Saturday, January 5, 2019
Stevens C Prefunction (Hilton Chicago)
Swati Chawla, University of Virginia
Recent refugee crises and the increasingly polarizing debates around immigration have placed the experience of movement at the heart of contemporary public discourse. This is an opportune moment to reassert that the experience and regulation of migration is central to the self-definition of a nation-state. The newly independent Indian state tasked itself with this definition in the 1950s, and the process got to the core of what it meant to be Indian. The establishment of the People’s Republic of China (1948) on the other side of Himalayan mountain range, and its increasing control over Tibet led to a larger influx of Tibetans into India in the 1950s than had been customary for centuries. These migrants, and those that followed His Holiness the Dalai Lama’s escape to India in 1959, were retracing older routes of pilgrimage, trade, and inter-marriage that had long tied the peoples of both sides of the Himalayas. In the imagination of many of these migrants, Tibetan-speaking parts of India were still imagined as belonging to the larger Tibetan cultural region, and not as a “foreign” country to which they had “migrated.”

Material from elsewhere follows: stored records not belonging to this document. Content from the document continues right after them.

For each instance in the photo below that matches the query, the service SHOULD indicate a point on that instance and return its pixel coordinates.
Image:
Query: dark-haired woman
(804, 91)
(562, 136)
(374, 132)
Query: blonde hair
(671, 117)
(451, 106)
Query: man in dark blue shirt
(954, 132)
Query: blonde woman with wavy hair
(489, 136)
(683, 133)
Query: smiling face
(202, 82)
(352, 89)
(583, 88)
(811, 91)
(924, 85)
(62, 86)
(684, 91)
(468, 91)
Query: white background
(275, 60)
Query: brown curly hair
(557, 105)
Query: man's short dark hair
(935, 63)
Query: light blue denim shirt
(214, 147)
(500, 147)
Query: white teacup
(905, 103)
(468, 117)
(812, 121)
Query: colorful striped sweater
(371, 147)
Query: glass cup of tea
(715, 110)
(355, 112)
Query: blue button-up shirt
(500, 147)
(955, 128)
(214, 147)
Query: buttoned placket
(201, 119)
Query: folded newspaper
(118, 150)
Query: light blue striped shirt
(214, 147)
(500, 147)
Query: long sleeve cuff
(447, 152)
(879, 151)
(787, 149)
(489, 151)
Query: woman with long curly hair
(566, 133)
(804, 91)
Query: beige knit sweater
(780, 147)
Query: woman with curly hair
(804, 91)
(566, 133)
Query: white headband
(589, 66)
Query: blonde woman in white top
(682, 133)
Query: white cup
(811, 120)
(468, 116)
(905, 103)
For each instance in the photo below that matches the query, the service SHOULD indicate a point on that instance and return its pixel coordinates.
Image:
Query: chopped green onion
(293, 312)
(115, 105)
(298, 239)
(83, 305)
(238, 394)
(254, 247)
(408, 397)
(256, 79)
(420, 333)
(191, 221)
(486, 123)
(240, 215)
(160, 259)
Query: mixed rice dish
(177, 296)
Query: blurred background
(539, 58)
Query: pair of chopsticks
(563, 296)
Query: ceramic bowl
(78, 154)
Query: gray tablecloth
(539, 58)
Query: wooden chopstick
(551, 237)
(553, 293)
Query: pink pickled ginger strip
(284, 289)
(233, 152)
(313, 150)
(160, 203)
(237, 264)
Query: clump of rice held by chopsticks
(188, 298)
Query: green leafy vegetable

The poster will present instances of Tibetan applicants for Indian Citizenship from the Indian Home Ministry’s Citizenship Section records to underscore the importance of establishing a person’s loyalty to only one state in the adjudication of citizenship claims. The Ministry insisted on a “proof of renunciation” of their Tibetan nationality, despite difficulties of acquiring such proof after the People Liberation Army’s established control over Tibet.

The poster approaches Tibetan migration to India in the second half of the twentieth century through the longer history of lay and monastic movement in the region to ask new questions of nationalism and bureaucratic regimes of citizenship in South Asia and how they interacted with itinerant populations such as monastics, beggars, and performers (Indrani Chatterjee, 2013; Niraja Gopal Jayal, 2013; Wim van Spengen, 2000; Vazira Fazila-Yacoobali Zamindar, 2007).

Through detailed maps interspersed with personal histories of negotiating this requirement of a renunciation certificate, displayed in a visual timeline, I attempt to show how the imagination of a Tibetan cultural region (comprising large parts of northern and eastern India, Bhutan, Nepal, Sikkim, and Tibet) for these applicants was at odds with the quickly tightening borders of these nation-states, and to bring out the difficulties of traversing one of the most challenging escape routes in the world. The maps will also include important monastic sites, geographical features such as natural passes, border posts, and administrative centers, as well as the most common pilgrimage, escape and settlement routes of Tibetan migrants in the Indian subcontinent. Although presented in a static format for the conference, the poster components will be prepared with the digital geospatial humanities tool ArcGIS. The accompanying two-page handouts will include basic facts about Tibetan migration to the subcontinent, brief descriptions of the larger project and the two cases, and an A4 size printout of the poster.